Influence of alpha 1-adrenergic receptor stimulation and phorbol esters on hepatic Na+/K+-ATPase activity.

The effects of the alpha 1-adrenergic agonist phenylephrine (PE) and the phorbol ester 4 beta-phorbolmyristate-acetate (PMA) on sodium pump function were studied in the rat liver. In order to distinguish between direct and indirect influences, ouabain-sensitive 86Rb uptake by intact liver slices was compared with ouabain-sensitive Na+/K+-ATPase activity in plasma membranes isolated from PE and PMA-perfused livers. At a buffer Ca2+ level of 2.5 mmol/l, PE (10 mumol/l) caused an initial stimulation of both 86Rb uptake and Na+/K+-ATPase activity followed at 5 min by a decrease in both activities. Both actions were blocked by the alpha 1-antagonist prazosin. The decrease in ouabain-sensitive Na+/K+-ATPase was paralleled by an increase in Mg2+ ATPase activity.
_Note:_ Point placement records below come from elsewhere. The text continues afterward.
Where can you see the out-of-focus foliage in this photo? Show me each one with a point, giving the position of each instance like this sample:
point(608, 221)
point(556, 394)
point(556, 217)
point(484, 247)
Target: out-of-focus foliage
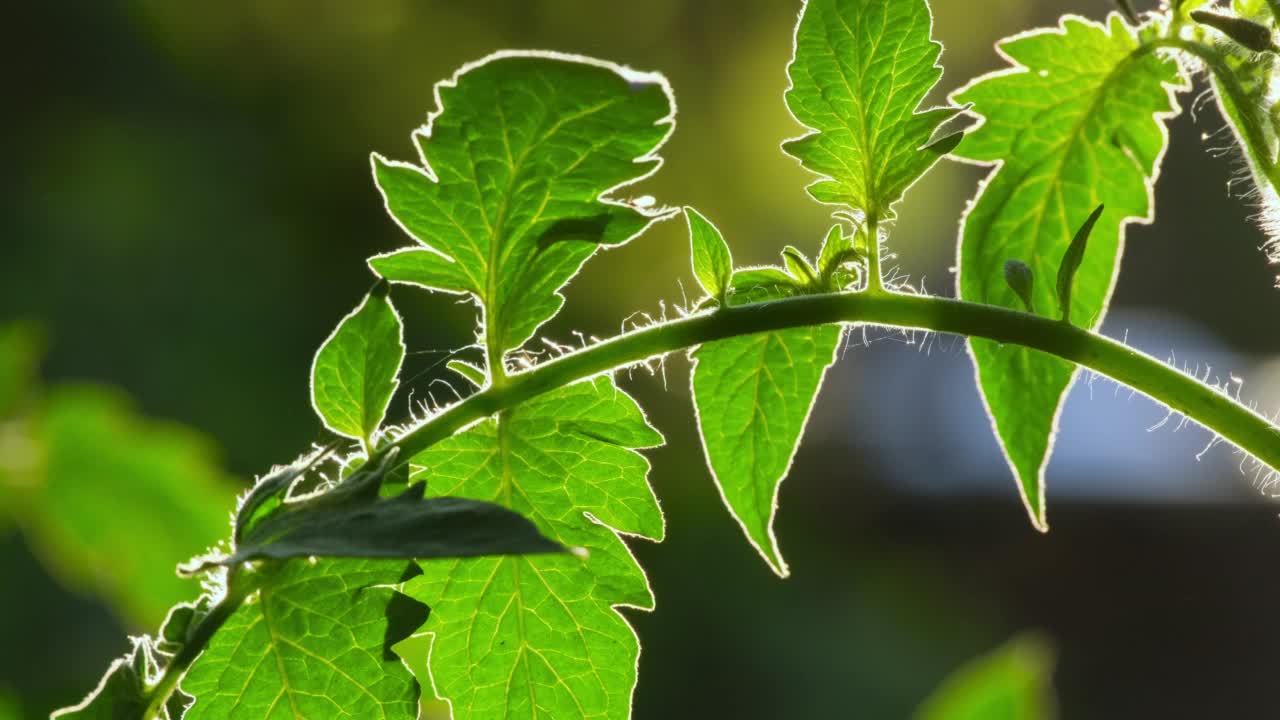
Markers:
point(1010, 683)
point(110, 500)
At a Ca2+ level of 1.5 mmol/l, PE stimulation of 86Rb uptake and Na+/K+-ATPase was sustained, and the inhibitory component was not expressed. PMA (4 mumol/l) reduced 86Rb uptake and Na+/K+-ATPase and similar to PE, this inhibition was paralleled by an increase of Mg2+-ATPase activity. 4 alpha-PMA, which does not activate protein kinase C, failed to influence 86Rb uptake or Na+/K+-ATPase. These results demonstrate that PE and PMA effects on ouabain-sensitive 86Rb uptake are preserved in isolated membranes, indicating a direct influence on the Na+/K+-ATPase. A role for protein kinase C in modulating sodium pump activity is suggested.